Details

Reviewers

glebius
gallatin
jhb
mav
jeff
kib

Commits

rS357744: Fix for unbalanced EPOCH(9) usage in the generic kernel interrupt

Summary

The issue is that interrupt handlers are removed via intr_event_execute_handlers() when IH_DEAD is set. The thread removing the interrupt is woken up, and calls intr_event_update(). When this happens, the ie_hflags are cleared and re-built from all the remaining handlers sharing the event. When the last IH_NET handler is removed, the IH_NET flag will be cleared from ih_hflags (or ie_hflags may still be being rebuilt in a different context), and the ithread_execute_handlers() may return with ie_hflags missing IH_NET. So we can end up in a scenario where IH_NET was present before calling ithread_execute_handlers, and is not present at its return, meaning we must cache the need for epoch locally.

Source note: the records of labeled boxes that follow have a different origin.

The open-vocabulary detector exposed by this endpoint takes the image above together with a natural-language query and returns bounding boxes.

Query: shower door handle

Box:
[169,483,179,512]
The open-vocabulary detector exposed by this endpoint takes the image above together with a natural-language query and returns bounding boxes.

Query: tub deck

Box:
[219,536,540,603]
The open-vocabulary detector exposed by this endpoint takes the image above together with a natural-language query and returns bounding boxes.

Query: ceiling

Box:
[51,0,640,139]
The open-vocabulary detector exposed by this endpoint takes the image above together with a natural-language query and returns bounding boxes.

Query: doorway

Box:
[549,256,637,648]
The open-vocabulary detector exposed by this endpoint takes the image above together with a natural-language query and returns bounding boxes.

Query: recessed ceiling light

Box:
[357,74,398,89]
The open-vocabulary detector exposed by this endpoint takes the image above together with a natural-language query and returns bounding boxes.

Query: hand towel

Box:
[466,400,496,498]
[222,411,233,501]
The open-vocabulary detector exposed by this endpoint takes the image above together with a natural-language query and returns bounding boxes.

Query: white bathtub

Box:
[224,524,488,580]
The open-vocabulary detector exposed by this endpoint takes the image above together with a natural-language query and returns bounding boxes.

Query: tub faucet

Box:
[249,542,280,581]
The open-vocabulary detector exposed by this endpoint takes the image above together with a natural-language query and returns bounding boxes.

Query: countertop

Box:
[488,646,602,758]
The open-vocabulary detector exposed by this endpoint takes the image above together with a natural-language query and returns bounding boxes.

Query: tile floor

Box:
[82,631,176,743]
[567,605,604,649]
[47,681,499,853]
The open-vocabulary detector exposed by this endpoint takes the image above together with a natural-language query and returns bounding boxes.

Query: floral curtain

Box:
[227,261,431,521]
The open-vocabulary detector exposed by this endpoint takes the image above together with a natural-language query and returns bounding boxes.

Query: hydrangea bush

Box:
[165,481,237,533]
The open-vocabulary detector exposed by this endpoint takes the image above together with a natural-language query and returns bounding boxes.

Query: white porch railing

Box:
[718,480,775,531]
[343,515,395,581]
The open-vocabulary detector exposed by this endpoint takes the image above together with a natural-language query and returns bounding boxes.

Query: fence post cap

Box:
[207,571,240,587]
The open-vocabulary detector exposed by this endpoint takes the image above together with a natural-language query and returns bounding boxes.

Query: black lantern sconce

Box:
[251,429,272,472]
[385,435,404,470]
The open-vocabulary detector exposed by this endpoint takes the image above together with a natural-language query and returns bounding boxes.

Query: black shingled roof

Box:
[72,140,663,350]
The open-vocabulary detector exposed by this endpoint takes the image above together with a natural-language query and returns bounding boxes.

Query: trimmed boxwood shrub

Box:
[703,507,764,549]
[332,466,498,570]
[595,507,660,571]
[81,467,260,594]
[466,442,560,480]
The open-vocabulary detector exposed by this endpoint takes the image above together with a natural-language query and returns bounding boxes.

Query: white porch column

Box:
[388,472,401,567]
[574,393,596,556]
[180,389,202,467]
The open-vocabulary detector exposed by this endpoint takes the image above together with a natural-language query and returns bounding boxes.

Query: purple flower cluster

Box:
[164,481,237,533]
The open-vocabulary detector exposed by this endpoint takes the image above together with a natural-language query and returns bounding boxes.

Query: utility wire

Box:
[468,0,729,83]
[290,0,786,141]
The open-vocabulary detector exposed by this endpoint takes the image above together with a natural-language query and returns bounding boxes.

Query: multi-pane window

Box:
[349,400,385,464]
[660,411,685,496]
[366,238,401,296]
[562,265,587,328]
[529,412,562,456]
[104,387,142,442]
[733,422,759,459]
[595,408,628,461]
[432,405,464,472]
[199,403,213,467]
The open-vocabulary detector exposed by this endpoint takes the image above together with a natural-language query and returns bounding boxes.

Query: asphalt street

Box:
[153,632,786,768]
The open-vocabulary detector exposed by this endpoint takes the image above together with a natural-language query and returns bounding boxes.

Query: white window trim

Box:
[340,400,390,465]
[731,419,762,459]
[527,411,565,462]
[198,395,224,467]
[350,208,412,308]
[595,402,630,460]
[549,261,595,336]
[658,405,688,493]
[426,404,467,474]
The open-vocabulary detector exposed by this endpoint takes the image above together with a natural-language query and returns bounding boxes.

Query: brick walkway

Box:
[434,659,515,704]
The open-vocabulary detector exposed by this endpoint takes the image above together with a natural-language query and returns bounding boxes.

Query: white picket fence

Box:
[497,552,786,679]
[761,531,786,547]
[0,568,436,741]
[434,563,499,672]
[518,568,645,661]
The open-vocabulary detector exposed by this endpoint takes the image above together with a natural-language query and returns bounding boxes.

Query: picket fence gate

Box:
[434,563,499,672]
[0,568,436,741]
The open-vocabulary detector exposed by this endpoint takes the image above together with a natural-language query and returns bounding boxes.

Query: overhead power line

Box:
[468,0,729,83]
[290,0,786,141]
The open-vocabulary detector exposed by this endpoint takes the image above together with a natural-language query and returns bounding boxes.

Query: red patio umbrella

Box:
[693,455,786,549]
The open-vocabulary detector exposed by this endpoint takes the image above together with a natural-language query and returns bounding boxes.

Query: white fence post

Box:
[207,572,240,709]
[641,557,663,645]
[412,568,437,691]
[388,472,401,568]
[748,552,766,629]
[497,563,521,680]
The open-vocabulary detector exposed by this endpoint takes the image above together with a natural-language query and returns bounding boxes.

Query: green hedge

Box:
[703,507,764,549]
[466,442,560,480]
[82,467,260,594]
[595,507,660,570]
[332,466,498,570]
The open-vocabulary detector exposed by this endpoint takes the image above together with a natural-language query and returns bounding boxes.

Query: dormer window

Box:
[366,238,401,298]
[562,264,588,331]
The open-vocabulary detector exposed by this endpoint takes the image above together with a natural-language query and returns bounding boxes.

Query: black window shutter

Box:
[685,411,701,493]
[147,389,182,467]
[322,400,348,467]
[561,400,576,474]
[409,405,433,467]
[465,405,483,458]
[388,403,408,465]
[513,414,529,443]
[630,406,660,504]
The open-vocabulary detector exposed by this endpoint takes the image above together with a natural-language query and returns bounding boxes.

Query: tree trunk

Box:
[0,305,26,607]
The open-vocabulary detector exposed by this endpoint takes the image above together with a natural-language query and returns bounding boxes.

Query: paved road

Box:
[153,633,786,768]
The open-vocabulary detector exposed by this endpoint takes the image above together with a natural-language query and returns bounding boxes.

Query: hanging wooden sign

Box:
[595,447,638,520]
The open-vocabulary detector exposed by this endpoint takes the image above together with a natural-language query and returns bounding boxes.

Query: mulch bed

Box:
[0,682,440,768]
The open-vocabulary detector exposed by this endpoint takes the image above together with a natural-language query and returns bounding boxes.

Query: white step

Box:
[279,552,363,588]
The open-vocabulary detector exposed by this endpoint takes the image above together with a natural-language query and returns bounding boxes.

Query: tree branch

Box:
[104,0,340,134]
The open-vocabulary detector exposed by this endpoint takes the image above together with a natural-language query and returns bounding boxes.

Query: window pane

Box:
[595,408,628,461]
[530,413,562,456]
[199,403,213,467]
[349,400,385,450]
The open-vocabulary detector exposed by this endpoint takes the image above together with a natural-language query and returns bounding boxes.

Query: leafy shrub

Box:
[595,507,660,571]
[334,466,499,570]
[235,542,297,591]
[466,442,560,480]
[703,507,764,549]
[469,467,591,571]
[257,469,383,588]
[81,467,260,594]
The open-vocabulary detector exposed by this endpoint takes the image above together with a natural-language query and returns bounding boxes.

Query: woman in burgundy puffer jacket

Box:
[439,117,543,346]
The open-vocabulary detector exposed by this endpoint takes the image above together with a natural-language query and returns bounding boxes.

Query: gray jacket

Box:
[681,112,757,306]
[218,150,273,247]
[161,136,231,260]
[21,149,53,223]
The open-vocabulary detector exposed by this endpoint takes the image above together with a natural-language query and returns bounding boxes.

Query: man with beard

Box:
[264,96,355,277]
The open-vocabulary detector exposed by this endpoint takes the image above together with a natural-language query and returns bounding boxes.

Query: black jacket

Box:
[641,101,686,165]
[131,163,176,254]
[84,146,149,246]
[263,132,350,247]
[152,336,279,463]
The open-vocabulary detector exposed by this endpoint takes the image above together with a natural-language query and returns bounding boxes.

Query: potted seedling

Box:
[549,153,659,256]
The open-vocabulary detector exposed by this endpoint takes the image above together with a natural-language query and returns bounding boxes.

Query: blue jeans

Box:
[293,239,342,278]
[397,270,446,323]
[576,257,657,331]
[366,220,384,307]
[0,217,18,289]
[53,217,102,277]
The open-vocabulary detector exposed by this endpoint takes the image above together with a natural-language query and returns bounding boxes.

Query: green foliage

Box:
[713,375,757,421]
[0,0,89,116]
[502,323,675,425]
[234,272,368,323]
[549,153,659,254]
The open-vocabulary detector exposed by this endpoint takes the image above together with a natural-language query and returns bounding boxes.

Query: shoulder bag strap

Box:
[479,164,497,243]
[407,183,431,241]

This can happen when loading and unloading network drivers.
Also make sure the ie_hflags is not cleared before being updated.

This is a regression issue after r357004.

Backtrace:
panic()
_epoch_enter_preempt() # trying to access epoch tracker on stack of dead thread
ifunit_ref()
ifioctl()
fo_ioctl()
kern_ioctl()
sys_ioctl()
syscallenter()
amd64_syscall()

Diff Detail

Repository

rS FreeBSD src repository - subversion

Lint

Lint Not Applicable

Unit

Tests Not Applicable

Event Timeline

• hselasky created this revision.Feb 3 2020, 3:56 PM

Herald added a subscriber: imp. · View Herald TranscriptFeb 3 2020, 3:56 PM

Harbormaster completed remote builds in B29132: Diff 67708.Feb 3 2020, 3:56 PM

To expand on this, the issue is that interrupt handlers are removed via intr_event_execute_handlers() when IH_DEAD is set. The thread removing the intr is woken up, and he calls intr_event_update(). When this happens, the ie_hflags are cleared and re-built from all the remaining handlers sharing the event. When the last IH_NET handler is removed, the IH_NET flag will be cleared from ih_hflags (or ie_hflags may still be being rebuilt in a different context), and the ithread_execute_handlers() may return with ie_hflags missing IH_NET. So we can end up in a scenario where IH_NET was present before calling ithread_execute_handlers, and is not present at its return, meaning we must cache the need for epoch locally.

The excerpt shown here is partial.